Hubungan antara para sekutu
Undang-undang menetapkan bahwa sekutu
yang hanya memasukkan tenaganya saja, mendapat bagian yang sama dari
keutungan bersama seperti sekutu yang memasukkan “modal yang paling
sedikit (pasal 1633 ayat 2). Hubungan antar para sekutu, dalam hal
adanya pertetangan antara kepentingan sekutu dan kepentingan
persekutuan, selalu memberikan prioritas kepada kepentingan persekutuan.
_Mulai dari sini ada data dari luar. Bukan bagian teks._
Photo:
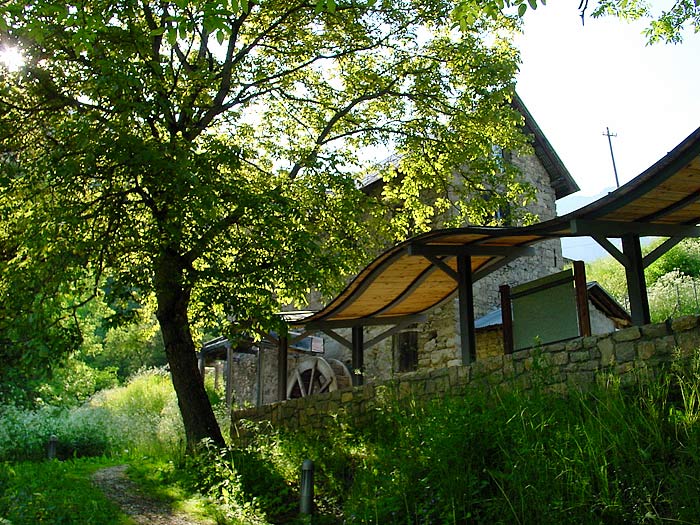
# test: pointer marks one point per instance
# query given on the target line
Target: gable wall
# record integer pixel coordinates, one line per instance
(439, 338)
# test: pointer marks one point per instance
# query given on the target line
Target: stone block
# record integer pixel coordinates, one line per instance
(687, 342)
(495, 378)
(580, 356)
(645, 350)
(574, 345)
(665, 346)
(624, 352)
(624, 368)
(590, 341)
(655, 330)
(684, 323)
(607, 351)
(555, 347)
(628, 334)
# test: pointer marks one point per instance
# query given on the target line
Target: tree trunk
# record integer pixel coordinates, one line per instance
(173, 299)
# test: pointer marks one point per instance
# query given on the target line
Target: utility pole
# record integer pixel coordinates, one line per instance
(612, 156)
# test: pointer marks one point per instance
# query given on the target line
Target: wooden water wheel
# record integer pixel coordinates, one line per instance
(316, 375)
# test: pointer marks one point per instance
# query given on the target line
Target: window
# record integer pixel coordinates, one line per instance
(407, 350)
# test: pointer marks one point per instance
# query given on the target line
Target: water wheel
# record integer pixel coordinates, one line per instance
(316, 375)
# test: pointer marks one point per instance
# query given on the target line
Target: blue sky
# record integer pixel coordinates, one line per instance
(577, 79)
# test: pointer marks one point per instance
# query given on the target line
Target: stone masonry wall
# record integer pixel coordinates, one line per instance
(628, 354)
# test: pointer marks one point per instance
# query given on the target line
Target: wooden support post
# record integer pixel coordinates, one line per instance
(581, 289)
(259, 397)
(636, 284)
(229, 376)
(282, 351)
(202, 365)
(358, 355)
(466, 309)
(507, 319)
(217, 375)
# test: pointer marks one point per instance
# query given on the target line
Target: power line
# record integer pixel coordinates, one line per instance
(609, 135)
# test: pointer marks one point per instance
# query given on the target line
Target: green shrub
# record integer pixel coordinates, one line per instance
(53, 493)
(141, 417)
(612, 455)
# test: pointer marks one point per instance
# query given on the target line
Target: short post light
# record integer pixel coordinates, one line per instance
(306, 505)
(51, 448)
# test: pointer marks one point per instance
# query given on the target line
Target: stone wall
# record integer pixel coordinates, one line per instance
(628, 354)
(439, 337)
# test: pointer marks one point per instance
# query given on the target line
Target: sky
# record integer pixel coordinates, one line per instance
(576, 80)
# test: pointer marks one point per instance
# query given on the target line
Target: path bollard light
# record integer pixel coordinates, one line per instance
(307, 487)
(51, 448)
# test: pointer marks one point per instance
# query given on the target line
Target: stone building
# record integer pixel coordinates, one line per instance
(435, 343)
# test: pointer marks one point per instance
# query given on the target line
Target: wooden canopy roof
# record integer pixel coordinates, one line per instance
(421, 273)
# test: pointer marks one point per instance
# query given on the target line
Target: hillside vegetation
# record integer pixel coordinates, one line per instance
(673, 281)
(613, 455)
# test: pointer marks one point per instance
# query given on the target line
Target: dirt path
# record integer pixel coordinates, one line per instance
(114, 482)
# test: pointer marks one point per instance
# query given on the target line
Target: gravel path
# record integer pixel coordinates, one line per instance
(114, 482)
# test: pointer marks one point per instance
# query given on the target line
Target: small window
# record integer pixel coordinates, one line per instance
(407, 351)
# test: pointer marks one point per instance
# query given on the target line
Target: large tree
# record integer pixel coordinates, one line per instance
(209, 152)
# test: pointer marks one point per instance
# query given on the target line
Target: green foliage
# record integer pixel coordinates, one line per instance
(674, 295)
(210, 153)
(73, 383)
(55, 493)
(667, 26)
(673, 285)
(613, 455)
(141, 417)
(683, 258)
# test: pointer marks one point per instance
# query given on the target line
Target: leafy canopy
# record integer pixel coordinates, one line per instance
(231, 136)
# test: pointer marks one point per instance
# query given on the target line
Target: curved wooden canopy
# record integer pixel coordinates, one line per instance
(421, 273)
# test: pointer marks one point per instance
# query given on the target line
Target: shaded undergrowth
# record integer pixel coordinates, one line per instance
(611, 455)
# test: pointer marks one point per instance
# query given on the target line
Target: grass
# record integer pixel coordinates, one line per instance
(612, 455)
(56, 492)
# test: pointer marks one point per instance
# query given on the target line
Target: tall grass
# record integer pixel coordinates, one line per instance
(141, 417)
(612, 455)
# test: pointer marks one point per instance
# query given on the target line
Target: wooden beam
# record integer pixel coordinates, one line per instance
(229, 376)
(282, 353)
(466, 309)
(679, 205)
(358, 356)
(621, 228)
(581, 289)
(387, 333)
(439, 263)
(365, 321)
(437, 250)
(334, 335)
(506, 319)
(636, 284)
(259, 379)
(611, 249)
(660, 250)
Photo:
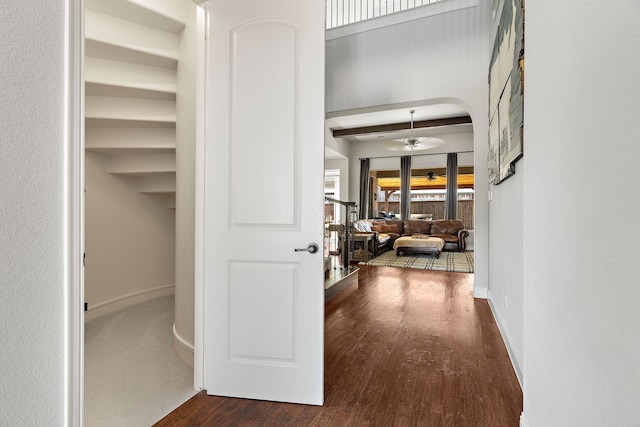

Apabila persekutuan, sebagai akibat kesalahan seorang sekutu didalam
mengerjakan sesuatu urusan, menderita kerugian maka sekutu tersebut
harus mengganti kerugian itu tanpa dibolehkan mengkonpensasikan
keuntungan-keuntungan yang diperolehnya bagi persekutuan dalam lain
urusan (pasal 1630)
Hubungan para sekutu dengan pihak ketiga
Tanggung jawab para sekutu terhadap pihak
keiga ditegaskandalam pasal 1643 dimana para sekutu dapat dituntut oleh
siberpiutang dengan siapa mereka telah bertindak, masing-masing untuk
suatu jumlah dan bagian yang sama, meskipun bagian sekutu yang satu
dalam persekutuan adalah kuarang daripada bagiansekutu yang lainya
kecuali apabila sewaktu hutang tersebut dibuatnya dengan tegas
ditetapkan kewajiban para sekutu itu untuk membayar hutang tersebut
menurut imbangan besarnya bagian masing-masing dalam persekutuan.
Macam-macam cara berakhirnya persekutuan
Menurut pasal 1646 B.W persekutuan berakhir
- Dengan lewatnya waktu untuk mana persekutuan telah diadakan
- Dengan musnahnya barang atau diselesaikannya perbuatan yang menjadi pokok persekutuan
- Atas kehendak semata-mata dari beberapa atau seorang sekutu
- Jika salah seorang sekutu meninggal atau ditaruh dibawah pengampunan atau dinyatakan pailit.